Code Appendix: Full R Script

This file provides the complete R code to run the entire analysis from start to finish. You can copy and paste this entire script into your RStudio console or run it as a single file.

Make sure you have already created the opel_model.stan file as described in Module 4.

# -----------------------------------------------------------------------------
# Step 1: Load Libraries
# -----------------------------------------------------------------------------
library(tidyverse)
library(lubridate)
library(rstan)
library(patchwork)
library(knitr)

# -----------------------------------------------------------------------------
# Step 2: Generate Synthetic Data
# -----------------------------------------------------------------------------
# Set a seed for reproducibility
set.seed(123)

# Define the time period for our data (2 years)
dates <- seq(ymd("2023-01-01"), ymd("2025-06-30"), by = "day")

# Generate synthetic data
n_days <- length(dates)

# Create a seasonal winter pressure effect
winter_pressure <- cos(2 * pi * (yday(dates) - 45) / 365) * 15 + 10
winter_pressure[winter_pressure < 0] <- 0

# Simulate daily admissions and staff absences
daily_admissions <- rpois(n_days, lambda = 50 + winter_pressure)
staff_absences <- rpois(n_days, lambda = 20 + winter_pressure / 2)

# Combine into a tibble
synthetic_data <- tibble(
  date = dates,
  daily_admissions = daily_admissions,
  staff_absences = staff_absences,
  winter_pressure = winter_pressure
)

# Model the probability of being in OPEL-4
prob_opel_4 <- plogis(-4.5 + 0.05 * daily_admissions + 0.08 * staff_absences)

# Assign an OPEL level based on probabilities
synthetic_data <- synthetic_data %>%
  mutate(
    opel_level = case_when(
      prob_opel_4 > 0.6 ~ 4,
      prob_opel_4 > 0.3 ~ 3,
      prob_opel_4 > 0.1 ~ 2,
      TRUE ~ sample(0:1, n(), replace = TRUE, prob = c(0.6, 0.4))
    )
  )

# Save the data to a file
write_csv(synthetic_data, "resources/nhs_opel_data.csv")


# -----------------------------------------------------------------------------
# Step 3: Prepare and Run the Stan Model
# -----------------------------------------------------------------------------
# Load the generated data
all_data <- read_csv("resources/nhs_opel_data.csv")

# Create the binary outcome variable
all_data <- all_data %>%
  mutate(is_opel_4 = ifelse(opel_level == 4, 1, 0))
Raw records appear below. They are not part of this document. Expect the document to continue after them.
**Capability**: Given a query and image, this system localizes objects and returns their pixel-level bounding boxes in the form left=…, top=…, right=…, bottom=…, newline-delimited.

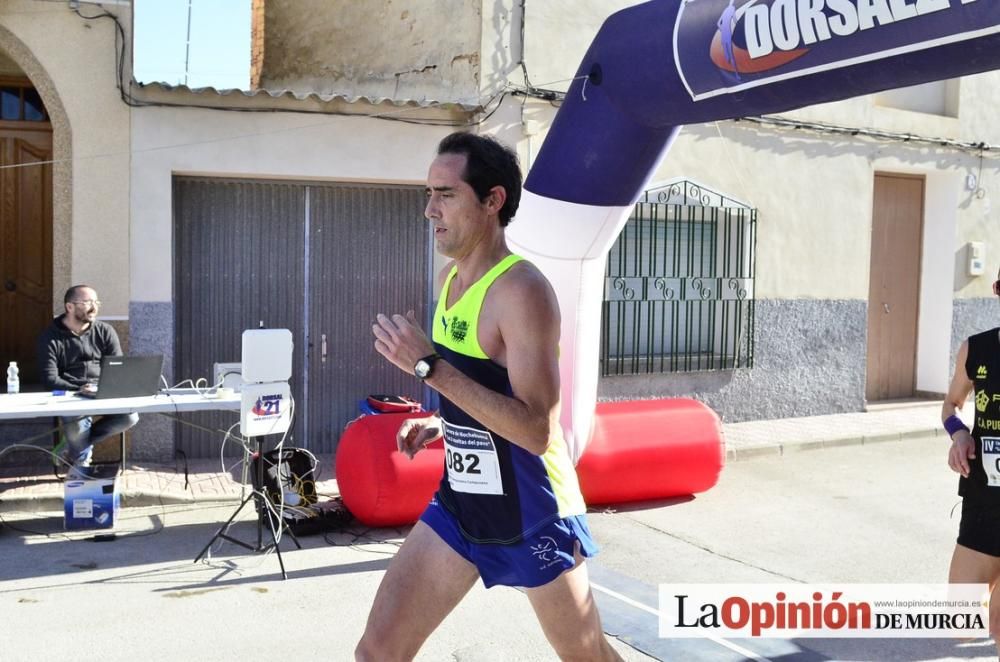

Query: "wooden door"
left=0, top=122, right=52, bottom=388
left=865, top=174, right=924, bottom=402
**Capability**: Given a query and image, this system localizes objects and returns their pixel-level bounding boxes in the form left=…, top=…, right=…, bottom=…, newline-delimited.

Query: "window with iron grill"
left=601, top=181, right=757, bottom=376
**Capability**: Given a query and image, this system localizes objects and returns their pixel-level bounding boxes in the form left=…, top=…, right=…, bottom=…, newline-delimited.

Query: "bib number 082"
left=445, top=448, right=482, bottom=474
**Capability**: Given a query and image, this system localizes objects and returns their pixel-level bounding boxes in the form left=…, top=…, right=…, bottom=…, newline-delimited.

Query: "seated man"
left=38, top=285, right=139, bottom=469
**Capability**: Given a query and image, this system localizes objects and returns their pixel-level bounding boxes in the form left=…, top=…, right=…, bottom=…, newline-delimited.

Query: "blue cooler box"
left=64, top=475, right=121, bottom=530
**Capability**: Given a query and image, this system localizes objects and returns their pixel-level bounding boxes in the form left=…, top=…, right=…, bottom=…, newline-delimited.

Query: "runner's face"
left=424, top=154, right=488, bottom=259
left=66, top=287, right=100, bottom=324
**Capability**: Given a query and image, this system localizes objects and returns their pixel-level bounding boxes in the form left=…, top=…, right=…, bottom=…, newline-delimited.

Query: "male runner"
left=355, top=133, right=620, bottom=661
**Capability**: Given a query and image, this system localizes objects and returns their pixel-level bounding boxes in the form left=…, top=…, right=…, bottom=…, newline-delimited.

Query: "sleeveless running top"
left=958, top=328, right=1000, bottom=504
left=433, top=255, right=586, bottom=544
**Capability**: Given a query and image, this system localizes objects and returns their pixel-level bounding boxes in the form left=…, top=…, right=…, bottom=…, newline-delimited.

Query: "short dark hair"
left=63, top=283, right=94, bottom=304
left=438, top=131, right=521, bottom=227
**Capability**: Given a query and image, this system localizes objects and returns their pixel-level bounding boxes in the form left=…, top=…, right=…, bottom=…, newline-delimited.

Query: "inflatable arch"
left=507, top=0, right=1000, bottom=460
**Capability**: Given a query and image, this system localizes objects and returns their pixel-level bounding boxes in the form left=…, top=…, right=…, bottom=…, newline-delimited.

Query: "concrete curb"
left=726, top=428, right=944, bottom=462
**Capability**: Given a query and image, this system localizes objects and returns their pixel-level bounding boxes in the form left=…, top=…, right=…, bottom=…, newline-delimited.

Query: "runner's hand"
left=396, top=416, right=441, bottom=460
left=372, top=310, right=434, bottom=375
left=948, top=430, right=976, bottom=478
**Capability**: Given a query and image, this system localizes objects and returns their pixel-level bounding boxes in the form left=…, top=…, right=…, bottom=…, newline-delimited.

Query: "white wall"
left=131, top=107, right=452, bottom=302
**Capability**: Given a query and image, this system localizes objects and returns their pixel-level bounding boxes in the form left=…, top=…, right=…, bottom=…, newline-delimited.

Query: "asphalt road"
left=0, top=440, right=996, bottom=662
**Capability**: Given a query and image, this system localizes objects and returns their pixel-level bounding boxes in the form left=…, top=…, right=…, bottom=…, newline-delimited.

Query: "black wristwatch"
left=413, top=352, right=441, bottom=380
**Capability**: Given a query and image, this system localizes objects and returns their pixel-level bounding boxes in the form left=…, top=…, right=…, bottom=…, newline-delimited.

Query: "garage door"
left=174, top=177, right=431, bottom=457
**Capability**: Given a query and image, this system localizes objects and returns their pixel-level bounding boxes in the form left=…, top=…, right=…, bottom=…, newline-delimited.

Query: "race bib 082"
left=443, top=421, right=503, bottom=494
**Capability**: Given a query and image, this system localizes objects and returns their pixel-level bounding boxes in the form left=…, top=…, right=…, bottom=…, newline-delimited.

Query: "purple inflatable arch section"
left=525, top=0, right=1000, bottom=206
left=507, top=0, right=1000, bottom=459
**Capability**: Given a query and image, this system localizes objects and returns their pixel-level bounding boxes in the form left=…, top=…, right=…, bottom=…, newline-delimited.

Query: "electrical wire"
left=731, top=115, right=1000, bottom=156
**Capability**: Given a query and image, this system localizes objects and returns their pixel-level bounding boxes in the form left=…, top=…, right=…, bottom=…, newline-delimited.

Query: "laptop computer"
left=77, top=354, right=163, bottom=400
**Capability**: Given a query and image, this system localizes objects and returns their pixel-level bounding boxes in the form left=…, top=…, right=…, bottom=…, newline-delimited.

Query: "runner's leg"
left=948, top=545, right=1000, bottom=654
left=354, top=522, right=479, bottom=662
left=525, top=554, right=621, bottom=662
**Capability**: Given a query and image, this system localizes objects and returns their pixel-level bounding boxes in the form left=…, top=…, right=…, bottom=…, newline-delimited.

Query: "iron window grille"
left=601, top=181, right=757, bottom=376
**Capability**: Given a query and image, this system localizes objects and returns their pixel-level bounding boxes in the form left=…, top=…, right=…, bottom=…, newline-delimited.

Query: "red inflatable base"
left=335, top=398, right=725, bottom=526
left=335, top=412, right=444, bottom=526
left=576, top=398, right=726, bottom=505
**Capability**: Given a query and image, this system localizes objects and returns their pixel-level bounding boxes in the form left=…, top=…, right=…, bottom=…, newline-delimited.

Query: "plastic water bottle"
left=7, top=361, right=21, bottom=394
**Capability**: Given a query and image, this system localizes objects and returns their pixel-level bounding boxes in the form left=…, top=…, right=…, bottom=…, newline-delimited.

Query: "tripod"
left=194, top=437, right=302, bottom=579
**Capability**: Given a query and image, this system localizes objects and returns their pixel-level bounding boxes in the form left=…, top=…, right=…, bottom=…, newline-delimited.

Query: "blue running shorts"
left=420, top=496, right=597, bottom=588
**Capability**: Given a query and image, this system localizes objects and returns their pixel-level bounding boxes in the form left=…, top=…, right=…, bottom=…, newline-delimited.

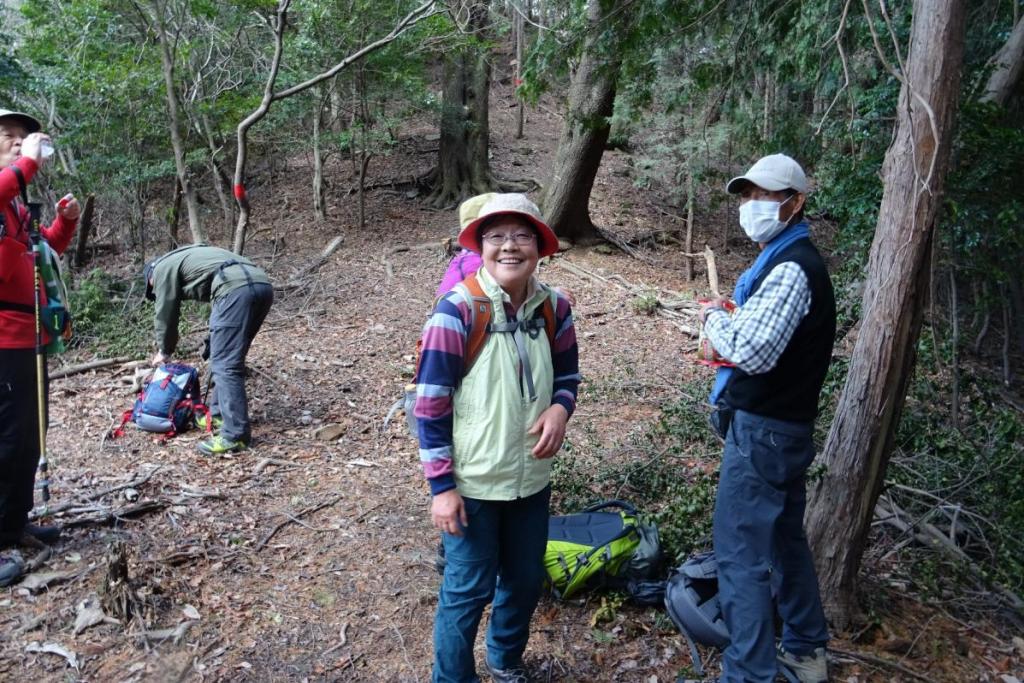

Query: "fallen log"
left=50, top=357, right=131, bottom=380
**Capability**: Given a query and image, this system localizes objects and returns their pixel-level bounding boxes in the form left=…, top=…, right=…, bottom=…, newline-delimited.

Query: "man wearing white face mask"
left=699, top=155, right=836, bottom=683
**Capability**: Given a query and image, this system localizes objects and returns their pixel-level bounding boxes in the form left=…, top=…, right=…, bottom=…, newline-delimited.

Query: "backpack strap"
left=541, top=292, right=558, bottom=355
left=581, top=499, right=637, bottom=517
left=111, top=408, right=135, bottom=438
left=462, top=272, right=495, bottom=377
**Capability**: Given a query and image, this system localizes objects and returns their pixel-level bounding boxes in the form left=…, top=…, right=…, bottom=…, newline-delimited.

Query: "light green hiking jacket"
left=453, top=268, right=555, bottom=501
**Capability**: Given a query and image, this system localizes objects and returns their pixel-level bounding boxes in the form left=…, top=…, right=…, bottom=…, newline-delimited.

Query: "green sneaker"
left=196, top=415, right=224, bottom=431
left=776, top=645, right=828, bottom=683
left=196, top=434, right=247, bottom=456
left=0, top=552, right=25, bottom=587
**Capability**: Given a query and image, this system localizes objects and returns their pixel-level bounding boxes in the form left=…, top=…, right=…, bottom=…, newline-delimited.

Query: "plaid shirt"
left=705, top=261, right=811, bottom=375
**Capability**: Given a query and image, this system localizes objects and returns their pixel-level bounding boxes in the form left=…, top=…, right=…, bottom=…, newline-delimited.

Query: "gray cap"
left=725, top=155, right=807, bottom=195
left=0, top=110, right=43, bottom=133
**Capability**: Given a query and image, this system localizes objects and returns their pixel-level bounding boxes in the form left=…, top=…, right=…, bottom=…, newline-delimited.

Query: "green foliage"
left=887, top=334, right=1024, bottom=594
left=552, top=376, right=721, bottom=562
left=942, top=102, right=1024, bottom=286
left=630, top=290, right=658, bottom=315
left=69, top=268, right=153, bottom=356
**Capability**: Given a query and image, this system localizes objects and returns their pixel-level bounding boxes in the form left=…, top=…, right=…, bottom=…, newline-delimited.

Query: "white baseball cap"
left=725, top=155, right=807, bottom=195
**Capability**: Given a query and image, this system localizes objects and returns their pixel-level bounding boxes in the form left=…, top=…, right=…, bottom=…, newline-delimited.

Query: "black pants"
left=0, top=348, right=49, bottom=547
left=210, top=283, right=273, bottom=443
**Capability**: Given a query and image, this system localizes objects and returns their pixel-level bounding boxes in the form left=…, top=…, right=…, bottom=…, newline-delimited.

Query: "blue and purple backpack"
left=113, top=362, right=212, bottom=438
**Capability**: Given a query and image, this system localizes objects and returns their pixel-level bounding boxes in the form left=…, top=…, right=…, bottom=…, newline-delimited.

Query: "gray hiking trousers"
left=210, top=283, right=273, bottom=444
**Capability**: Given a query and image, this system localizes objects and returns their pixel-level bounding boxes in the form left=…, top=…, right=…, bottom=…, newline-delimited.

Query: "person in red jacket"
left=0, top=109, right=81, bottom=586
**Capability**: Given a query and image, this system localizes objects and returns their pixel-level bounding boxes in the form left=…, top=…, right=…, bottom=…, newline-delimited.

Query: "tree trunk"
left=167, top=178, right=182, bottom=247
left=541, top=0, right=625, bottom=244
left=981, top=18, right=1024, bottom=106
left=153, top=1, right=206, bottom=242
left=513, top=8, right=526, bottom=140
left=429, top=0, right=493, bottom=208
left=312, top=88, right=327, bottom=223
left=807, top=0, right=965, bottom=629
left=200, top=114, right=233, bottom=230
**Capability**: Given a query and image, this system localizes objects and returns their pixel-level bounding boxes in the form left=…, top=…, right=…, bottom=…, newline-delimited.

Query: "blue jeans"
left=713, top=411, right=828, bottom=683
left=433, top=486, right=551, bottom=683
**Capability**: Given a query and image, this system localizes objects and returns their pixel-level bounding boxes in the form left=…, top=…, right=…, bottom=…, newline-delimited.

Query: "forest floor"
left=0, top=77, right=1024, bottom=683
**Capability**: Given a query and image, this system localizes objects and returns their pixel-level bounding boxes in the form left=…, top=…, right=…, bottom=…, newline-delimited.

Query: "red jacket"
left=0, top=157, right=78, bottom=348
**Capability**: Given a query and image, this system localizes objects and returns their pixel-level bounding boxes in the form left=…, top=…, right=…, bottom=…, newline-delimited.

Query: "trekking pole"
left=27, top=202, right=50, bottom=516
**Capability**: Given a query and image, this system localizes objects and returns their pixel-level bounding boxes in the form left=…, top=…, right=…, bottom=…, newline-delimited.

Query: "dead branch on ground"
left=828, top=647, right=932, bottom=683
left=254, top=495, right=344, bottom=553
left=29, top=466, right=161, bottom=520
left=273, top=234, right=345, bottom=292
left=63, top=500, right=171, bottom=528
left=874, top=497, right=1024, bottom=615
left=50, top=357, right=131, bottom=380
left=552, top=259, right=699, bottom=337
left=381, top=238, right=453, bottom=285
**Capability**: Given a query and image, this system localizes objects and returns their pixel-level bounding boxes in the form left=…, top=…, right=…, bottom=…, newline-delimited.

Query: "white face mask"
left=739, top=195, right=796, bottom=243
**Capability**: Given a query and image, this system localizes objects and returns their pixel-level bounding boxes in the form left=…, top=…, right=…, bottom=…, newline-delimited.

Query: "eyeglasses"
left=483, top=232, right=537, bottom=247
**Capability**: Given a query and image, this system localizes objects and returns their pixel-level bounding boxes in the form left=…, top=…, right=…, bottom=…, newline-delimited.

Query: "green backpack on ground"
left=544, top=501, right=662, bottom=599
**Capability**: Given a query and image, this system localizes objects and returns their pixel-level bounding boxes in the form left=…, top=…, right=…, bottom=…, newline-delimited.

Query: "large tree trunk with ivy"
left=421, top=0, right=493, bottom=207
left=807, top=0, right=965, bottom=629
left=541, top=0, right=625, bottom=243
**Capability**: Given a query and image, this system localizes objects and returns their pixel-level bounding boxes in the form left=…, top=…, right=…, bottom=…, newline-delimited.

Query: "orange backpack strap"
left=541, top=291, right=558, bottom=355
left=462, top=272, right=495, bottom=377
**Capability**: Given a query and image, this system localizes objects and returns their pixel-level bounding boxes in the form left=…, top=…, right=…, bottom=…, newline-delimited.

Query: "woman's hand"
left=527, top=403, right=569, bottom=460
left=430, top=488, right=469, bottom=536
left=22, top=133, right=50, bottom=166
left=57, top=193, right=82, bottom=222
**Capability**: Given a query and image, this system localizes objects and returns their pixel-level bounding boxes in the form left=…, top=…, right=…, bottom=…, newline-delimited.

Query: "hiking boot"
left=23, top=522, right=60, bottom=546
left=196, top=415, right=224, bottom=431
left=776, top=645, right=828, bottom=683
left=0, top=553, right=25, bottom=587
left=483, top=659, right=530, bottom=683
left=196, top=434, right=246, bottom=456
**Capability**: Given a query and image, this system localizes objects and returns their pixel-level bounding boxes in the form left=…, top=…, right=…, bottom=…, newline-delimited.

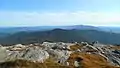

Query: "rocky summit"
left=0, top=42, right=120, bottom=68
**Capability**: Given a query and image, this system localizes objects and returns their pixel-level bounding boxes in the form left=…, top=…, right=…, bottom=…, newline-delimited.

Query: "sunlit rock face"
left=0, top=42, right=120, bottom=68
left=0, top=45, right=7, bottom=62
left=7, top=47, right=49, bottom=63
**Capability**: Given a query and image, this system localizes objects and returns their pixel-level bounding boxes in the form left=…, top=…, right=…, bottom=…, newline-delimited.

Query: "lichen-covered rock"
left=7, top=48, right=49, bottom=63
left=0, top=46, right=7, bottom=62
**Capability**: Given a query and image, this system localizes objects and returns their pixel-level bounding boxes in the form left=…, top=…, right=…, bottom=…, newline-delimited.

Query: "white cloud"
left=0, top=11, right=120, bottom=26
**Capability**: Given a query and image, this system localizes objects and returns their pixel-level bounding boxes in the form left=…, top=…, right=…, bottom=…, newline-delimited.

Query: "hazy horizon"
left=0, top=0, right=120, bottom=27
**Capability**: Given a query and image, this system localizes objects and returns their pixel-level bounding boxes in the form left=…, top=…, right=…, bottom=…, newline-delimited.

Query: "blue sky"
left=0, top=0, right=120, bottom=27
# Run ARIMA forecasts for daily_admissions and staff_absences
library(forecast)

admissions_ts <- ts(all_data$daily_admissions, frequency = 7)
fit_admissions <- auto.arima(admissions_ts)
forecast_admissions <- forecast(fit_admissions, h = 10)

absences_ts <- ts(all_data$staff_absences, frequency = 7)
fit_absences <- auto.arima(absences_ts)
forecast_absences <- forecast(fit_absences, h = 10)

# Prepare data for Stan
stan_data <- list(
  N = nrow(all_data),
  y = all_data$is_opel_4,
  daily_admissions = all_data$daily_admissions,
  staff_absences = all_data$staff_absences,
  N_future = 10, # We want to predict 10 days into the future
  future_daily_admissions = as.array(forecast_admissions$mean),
  future_staff_absences = as.array(forecast_absences$mean)
)

# Compile and run the Stan model (ensure `opel_model.stan` is in the directory)
fit <- stan(
  file = "resources/opel_model.stan",
  data = stan_data,
  iter = 2000, chains = 4, cores = 1
)

# -----------------------------------------------------------------------------
# Step 4: Extract and Visualize Results
# -----------------------------------------------------------------------------
# The `y_pred` object is a matrix where each row is a simulation
# and each column is a day in the future (1=OPEL-4, 0=Not).
# The `p_opel_4_pred` object contains the underlying probabilities.
predictions_y <- rstan::extract(fit, pars = "y_pred")$y_pred
predictions_p <- rstan::extract(fit, pars = "p_opel_4_pred")$p_opel_4_pred

# Calculate the daily probability of OPEL-4 (median and 95% CI)
daily_prob_summary <- apply(predictions_p, 2, function(x) c(median = median(x), quantile(x, c(0.025, 0.975)))) %>%
  t() %>%
  as_tibble() %>%
  rename(median = `median`, lower = `2.5%`, upper = `97.5%`)

# 5. Visualize the Forecast (Cumulative Line with Daily Points and Credible Intervals)
forecast_df <- tibble(
  day = 1:10,
  daily_median = daily_prob_summary$median,
  daily_lower = daily_prob_summary$lower,
  daily_upper = daily_prob_summary$upper
)

# Generate the final plot
forecast_plot <- ggplot(forecast_df, aes(x = day)) +
  # Daily Probability with Credible Interval
  geom_ribbon(aes(ymin = daily_lower, ymax = daily_upper), fill = "gray", col="black",alpha=0.25) +
  geom_line(aes(y = daily_median), color = "#DC241F", linewidth = 1) +
  
  scale_y_continuous(labels = scales::percent, limits = c(0, 1)) +
  scale_x_continuous(breaks = 1:10) +
  labs(
    title = "10-Day Forecast: Daily Probability of OPEL-4",
    subtitle = "Red line/ribbon: Daily Probability (median and 95% CI).",
    x = "Days from Today",
    y = "Probability"
  ) +
  theme_minimal(base_size = 14)

# Print the plot
print(forecast_plot)

# You can also print the model summary
print(fit)